Staatsanwaltschaft zum Ermittlungsstand

Unterdessen gab die Staatsanwaltschaft am Donnerstag weitere Details zu dem Tötungsdelikt bekannt. Demnach soll der Mann am Dienstagnachmittag in Burgdorf von hinten an die 35-Jährige herangetreten sein, als sie ins Auto einsteigen wollte. Dann soll er kurz auf sich aufmerksam gemacht haben und ohne vorherige Worte auf die Frau eingestochen haben, wie eine Behördensprecherin sagte.

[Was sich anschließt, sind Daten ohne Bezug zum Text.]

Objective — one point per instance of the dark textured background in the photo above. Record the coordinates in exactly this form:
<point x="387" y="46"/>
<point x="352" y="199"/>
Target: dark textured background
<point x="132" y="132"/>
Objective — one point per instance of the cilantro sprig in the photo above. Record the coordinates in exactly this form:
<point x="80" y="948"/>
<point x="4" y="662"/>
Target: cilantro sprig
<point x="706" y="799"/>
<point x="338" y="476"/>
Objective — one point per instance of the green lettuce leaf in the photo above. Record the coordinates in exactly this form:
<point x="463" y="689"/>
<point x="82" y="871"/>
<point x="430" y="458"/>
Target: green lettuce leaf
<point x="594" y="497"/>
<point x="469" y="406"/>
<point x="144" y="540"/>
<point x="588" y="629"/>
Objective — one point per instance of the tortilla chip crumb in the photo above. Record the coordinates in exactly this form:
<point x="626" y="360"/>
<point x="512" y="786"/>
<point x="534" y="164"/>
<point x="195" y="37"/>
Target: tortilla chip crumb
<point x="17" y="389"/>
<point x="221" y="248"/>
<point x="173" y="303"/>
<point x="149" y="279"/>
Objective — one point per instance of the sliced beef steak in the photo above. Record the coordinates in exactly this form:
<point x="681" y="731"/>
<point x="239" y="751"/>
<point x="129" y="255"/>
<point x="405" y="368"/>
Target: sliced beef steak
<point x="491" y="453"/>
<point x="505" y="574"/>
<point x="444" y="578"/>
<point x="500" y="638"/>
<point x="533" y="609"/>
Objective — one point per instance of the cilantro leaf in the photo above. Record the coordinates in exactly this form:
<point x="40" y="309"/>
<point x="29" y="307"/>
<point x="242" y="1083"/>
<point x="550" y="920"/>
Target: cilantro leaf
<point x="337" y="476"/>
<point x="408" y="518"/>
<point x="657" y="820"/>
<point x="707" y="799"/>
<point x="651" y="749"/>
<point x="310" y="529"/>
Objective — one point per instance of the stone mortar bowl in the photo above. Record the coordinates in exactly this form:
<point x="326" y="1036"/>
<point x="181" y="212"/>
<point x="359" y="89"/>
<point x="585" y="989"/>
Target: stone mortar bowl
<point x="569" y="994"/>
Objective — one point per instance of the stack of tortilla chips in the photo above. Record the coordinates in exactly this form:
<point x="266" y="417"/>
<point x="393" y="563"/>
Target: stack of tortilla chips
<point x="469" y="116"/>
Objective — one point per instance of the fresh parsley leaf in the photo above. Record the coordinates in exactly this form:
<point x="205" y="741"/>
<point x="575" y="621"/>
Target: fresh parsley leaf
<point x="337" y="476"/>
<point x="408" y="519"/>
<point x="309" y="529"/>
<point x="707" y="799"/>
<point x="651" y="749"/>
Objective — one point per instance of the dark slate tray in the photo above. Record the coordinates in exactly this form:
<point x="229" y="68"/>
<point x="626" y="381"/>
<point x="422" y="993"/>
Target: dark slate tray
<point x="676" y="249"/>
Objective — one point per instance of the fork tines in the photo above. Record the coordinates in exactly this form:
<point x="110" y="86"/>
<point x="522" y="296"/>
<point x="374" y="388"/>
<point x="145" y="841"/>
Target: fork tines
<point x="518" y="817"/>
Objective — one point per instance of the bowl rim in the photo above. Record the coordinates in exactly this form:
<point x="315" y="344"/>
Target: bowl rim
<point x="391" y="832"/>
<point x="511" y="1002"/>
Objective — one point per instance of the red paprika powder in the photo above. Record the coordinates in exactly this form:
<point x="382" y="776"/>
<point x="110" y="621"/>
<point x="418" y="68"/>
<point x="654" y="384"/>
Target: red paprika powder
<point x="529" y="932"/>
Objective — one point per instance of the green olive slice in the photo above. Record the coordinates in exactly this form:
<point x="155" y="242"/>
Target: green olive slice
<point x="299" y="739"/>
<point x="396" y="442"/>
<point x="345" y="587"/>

Jeder dritte Tag ein Femizid

Nach Angaben des Bundeskriminalamtes (BKA) registriert die Polizei in Deutschland jeden Tag die versuchte Tötung einer Frau. Jeden dritten Tag stirbt laut BKA eine Frau durch die Hand ihres Partners oder Ex-Partners. Die Dunkelziffer vermisster und schwer verletzter Frauen dürfte deutlich höher liegen. Das BKA wertet die Zahl der Femizide in Deutschland erst seit 2015 aus. Im Jahr 2020 wurden offiziell 139 Fälle gezählt. Der Begriff Femizid bezeichnet die vorsätzliche Tötung von Frauen, weil sie Frauen sind. Wie viele Femizide es im Kreis Celle in den vergangenen Jahren gab, konnte die Polizei am Donnerstag nicht sagen.